J'ai beaucoup apprécié la fin de l'ouvrage ou encore une fois, le scénariste distille des mini flash backs, que le dessinateur sait rendre dynamiques, insufflant un rythme original aux dernières planches de cet ouvrage. La forme l'emporterait presque sur le fonds, malgré des dessins parfois un peu fouillis ou le dessinateur s'est laissé envahir par la multitude d'une foule, ou par la vitesse d'une action. Mais dans l'ensemble, le dessin a un réel caractère.

En revanche sur l'histoire, le fin mot de tout ceci n'est pas vaiment à la hauteur des personnages présentés et j'ai été presque déçu d'avoir deviné une bonne partie de l'intrigue. De plus, je trouve que tout cela manque de crédibilité parce que le vieux, là, celui que l'on ridiculise à cause des incontinences, eh bien, il est très vert pour ses plus de 90 printemps.... Parce que également, ca pète parfois un peu trop dans tous les sens sans réelle motivation.

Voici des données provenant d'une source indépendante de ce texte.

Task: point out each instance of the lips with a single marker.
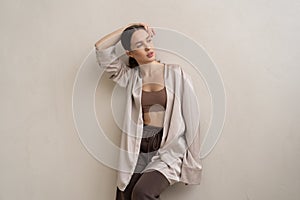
(150, 54)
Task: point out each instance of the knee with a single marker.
(140, 193)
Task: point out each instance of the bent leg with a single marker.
(126, 194)
(150, 186)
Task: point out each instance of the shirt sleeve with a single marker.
(191, 116)
(118, 71)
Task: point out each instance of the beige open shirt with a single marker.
(179, 155)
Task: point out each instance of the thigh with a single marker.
(151, 183)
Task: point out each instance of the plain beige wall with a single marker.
(254, 44)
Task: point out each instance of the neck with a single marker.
(149, 68)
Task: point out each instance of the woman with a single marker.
(160, 142)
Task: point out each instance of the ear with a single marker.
(129, 53)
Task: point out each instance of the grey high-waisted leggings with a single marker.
(148, 185)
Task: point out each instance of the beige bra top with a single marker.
(154, 101)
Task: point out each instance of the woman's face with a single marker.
(141, 47)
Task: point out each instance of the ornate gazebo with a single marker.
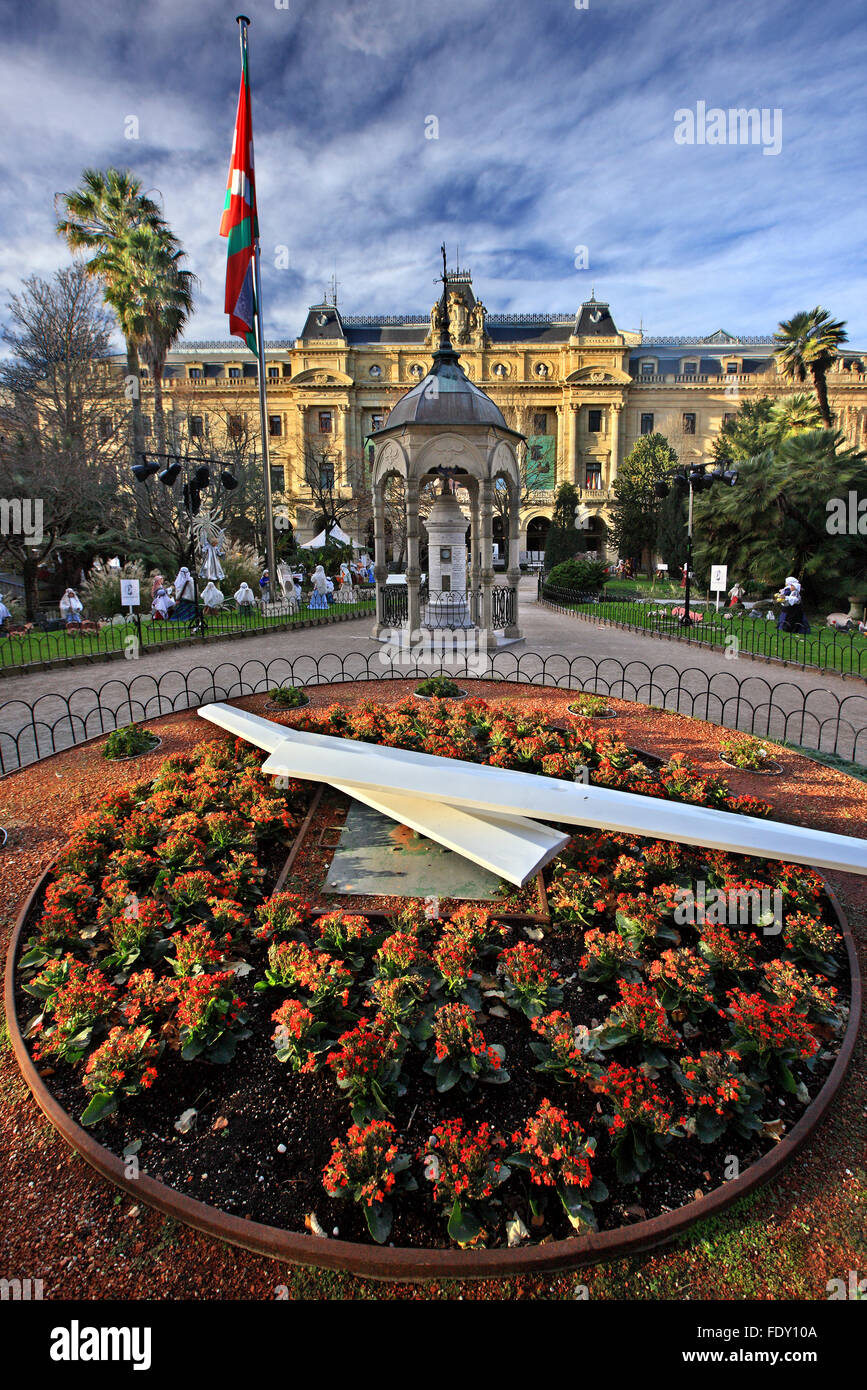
(446, 428)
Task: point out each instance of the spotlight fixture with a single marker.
(192, 498)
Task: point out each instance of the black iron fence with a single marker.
(47, 644)
(816, 719)
(755, 631)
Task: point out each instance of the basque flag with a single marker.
(239, 221)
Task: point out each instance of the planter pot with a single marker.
(409, 1262)
(771, 770)
(128, 758)
(286, 709)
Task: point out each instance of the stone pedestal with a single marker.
(446, 527)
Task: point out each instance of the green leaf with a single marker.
(380, 1216)
(463, 1226)
(99, 1107)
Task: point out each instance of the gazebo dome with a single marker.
(446, 396)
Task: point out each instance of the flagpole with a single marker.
(260, 342)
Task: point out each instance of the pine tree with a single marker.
(564, 540)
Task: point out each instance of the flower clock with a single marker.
(427, 1077)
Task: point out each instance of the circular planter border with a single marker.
(285, 709)
(759, 772)
(128, 758)
(405, 1262)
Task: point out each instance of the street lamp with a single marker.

J'ai beaucoup aimé la construction de ce récit mais je suis au final déçu par l'intrgue. Les flash backs permettent normalement de construire un passé aux personnages, de les inscrire dans une histoire et de les rendre crédibles. Mais au bout du compte, les situations qui sont vécues par ce groupe de personnagee patiemment présentés tient plus de la fable que du récit réaliste et finalement, si je reconnais une véritable force de caractère dans la constuction de cet album, je reste sur ma faim en ce qui concerne le scénario.

24 7 2009
   

Ah la la, encore une fois, Morvan s'est fait un plaisir de déballer son érudition et sa passion pour le Japon dans un nouveau scénario d'action. Il ne faut pas en être lassé.
Ceci étant dit, dans le cas présent, ça passe très bien (si on n'est pas allergique à l'utilisation à chaque planche de termes japonais en version originale, avec lexique en fin d'album pour les ignares). C'est même un peu la trame principale du récit. Car à travers cette histoire de yakuzas, ce sont les portraits de 7 personnages qui sont réalisés et par leur biais 7 portraits différents de l'histoire du Japon, du début à la fin du 20e siècle.

J'ai eu un peu de mal au départ avec le dessin. L'auteur est en effet un mangaka et j'ai senti que son trait n'était fait ni pour la couleur ni pour un grand format de BD à l'européenne. Ses ombrages et son encrage trop présents et manquant de netteté m'ont dérangé en début de lecture. Ceci étant dit, ma gêne est vite passée et j'ai finalement bien apprécié son graphisme sur la durée.

La narration est très bien faite. J'ai été plongé dans l'histoire du début à la fin. Les personnages sont variés, crédibles et intéressants. Le scénario se révèle relativement simple une fois résumé mais il est construit de manière à le rendre plus dense et captivant qu'il n'y parait. C'est une bonne histoire, une bande dessinée à la fois de divertissement mais aussi assez instructive sur le Japon et une partie de ses habitants.

Si la conclusion du scénario s'était révélée un peu plus originale et l'ensemble plus marquant, je n'aurais pas hésité à considérer cet album comme franchement bien. Cela tient aussi au fait que ce genre de récit n'est pas vraiment ma tasse de thé.

1 4 2009
   

Houlààà… violent que tout ceci !…Faut dire qu’avec les Yakuzas, ça ne rigole pas !
J’ai eu affaire à un bien bon album qui est l’osmose réussie de deux choses : celle d’un scénariste passionné de la culture asiatique et celle d’un dessinateur japonais.
Japonais ?… non, ceci n’est pas un manga. Takahashi y va d’un très beau trait réaliste, minutieux, pointilleux même dans la conception de ses personnages et décors.

L’histoire générale est pourtant simple : celle d’un règlement de comptes. Seulement voilà : c’est très costaud autant que sanglant. Je n’ai pas boudé mon plaisir à la lecture de cette « mini » fresque et ai vraiment apprécié cette montée de la violence qui, page après page, tient vraiment l’œil et l’esprit en éveil.

Une bonne histoire –simple quand même, un très bon style graphique « à l’européenne » et –je tiens à le mentionner- une colorisation de Wang Peng, un jeune chinois qui sait ce que « mettre en couleurs » veut dire.
Histoire+dessin+couleurs : trois voies diverses d’un travail de BD ici réunies dans une très bonne suite de « Sept ».